Assistimos a um julgamento político e de exceção. Um aleijão que fere os princípios constitucionais e contamina as instituições democráticas. O processo está sendo presidido por teorias que possam levar ao objetivo preconcebido, em marcha batida na qual são atropeladas seculares garantias civis.

A existência da compra de votos dos parlamentares é reconhecida sem que haja qualquer prova factual ou testemunhal. A transferência de recursos financeiros entre partidos passa automaticamente a ser considerada corrupção passiva, mesmo que não haja ato de ofício ou compromisso ilícito, renegando a jurisprudência da corte e abrindo as portas para toda sorte de subjetivismo.

Quadros de partido e governo são condenados porque a função que exercem traz em seu bojo a responsabilidade penal por supostos atos de seus subordinados ou até por aqueles sobre os quais teriam ascendência não-funcional. Em nome dessa doutrina, denominada “domínio do fato”, a presunção de inocência é fuzilada. Cabe ao réu comprovar que não teria como desconhecer o fato eventualmente delituoso.
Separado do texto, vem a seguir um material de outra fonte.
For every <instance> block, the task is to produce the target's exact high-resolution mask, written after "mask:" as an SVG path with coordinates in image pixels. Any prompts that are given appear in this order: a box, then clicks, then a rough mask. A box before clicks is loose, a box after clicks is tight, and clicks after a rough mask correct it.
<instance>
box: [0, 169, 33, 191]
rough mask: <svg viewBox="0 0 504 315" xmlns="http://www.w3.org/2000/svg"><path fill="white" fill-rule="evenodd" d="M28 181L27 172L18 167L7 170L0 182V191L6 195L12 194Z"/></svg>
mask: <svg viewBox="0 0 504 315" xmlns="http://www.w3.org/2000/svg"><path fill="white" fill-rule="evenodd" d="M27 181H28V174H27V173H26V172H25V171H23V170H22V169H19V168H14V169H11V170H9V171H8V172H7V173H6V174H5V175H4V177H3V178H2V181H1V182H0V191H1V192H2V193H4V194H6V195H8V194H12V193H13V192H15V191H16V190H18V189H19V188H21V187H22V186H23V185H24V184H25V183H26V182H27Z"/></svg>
Essa coleção de barbaridades e ofensas à Constituição ontem levou à condenação, por corrupção ativa, de José Dirceu, José Genoíno e Delúbio Soares. Dos três, apenas o ex-tesoureiro petista esteve vinculado a situações materiais, mas sem que houvesse qualquer elemento comprobatório de ação corruptora. Arrecadou e transferiu irregularmente fundos para os partidos, e desse procedimento é réu confesso, mas não houve registro fático que ele algo tivesse comprado que tivesse sido posto à venda pelos parlamentares denunciados.

Quando o ex-presidente Fernando Henrique Cardoso conseguiu a emenda da reeleição, o deputado Ronivon Santiago, então no PFL do Acre, confessou ter recebido R$200 mil para dar seu voto a favor dessa medida. Aqui temos valor, fato e prova mediante confissão – aliás, de um crime que o STF jamais se dispôs a julgar. Nada disso, no entanto, apareceu na Ação Penal 470. Apenas ilações e conjecturas a partir de mecanismos anormais de financiamento partidário ou eleitoral.

Mas o caso de Dirceu e Genoíno é ainda pior. Não aparecem na cena de qualquer crime, delito ou contravenção. A suposta prova contra o ex-guerrilheiro do Araguaia é um contrato de empréstimo contabilizado e quitado, cujas verbas não constam das transações interpartidárias, como bem demonstrou o ministro Lewandovski. Foi condenado porque a ele se aplicou a lógica de exceção: se era presidente do PT, não tinha como ser inocente das denúncias formuladas.

A condenação do ex-chefe da Casa Civil, por sua vez, apresenta-se como a maior das brutalidades legais cometidas. Salvo acusações do condenado Roberto Jefferson, não há contra si qualquer testemunho ou evidência. Ao contrário: dezenas de depoimentos juramentados corroboram sua inocência, formando verdadeira contraprova. Mas a maioria dos ministros sequer se deu ao trabalho de citá-los ou analisá-los.

Ambos, Dirceu e Genoíno, tiveram seus direitos degolados para que os interesses mobilizadores do processo se consumassem. Há sete anos as forças conservadoras e seu partido midiático fizeram do chamado “mensalão” o centro da estratégia para enfrentar a liderança crescente do PT e do presidente Lula, de vitalidade reconfirmada em seguidas eleições, incluindo a do último domingo. Condenar os dois dirigentes era marco imprescindível dessa escalada.

O STF, acossado pela mídia corporativa, além de aviltado pelo reacionarismo e a covardia, prestou-se a um triste papel, escrevendo página de vergonha e arbítrio em sua história. De instituição responsável pela salvaguarda constitucional, abriu-se para ser o teatro onde se encena a reinvenção da direita.

Quem viver, verá.

Breno Altman é diretor editorial do sítio Opera Mundi e da revista Samuel.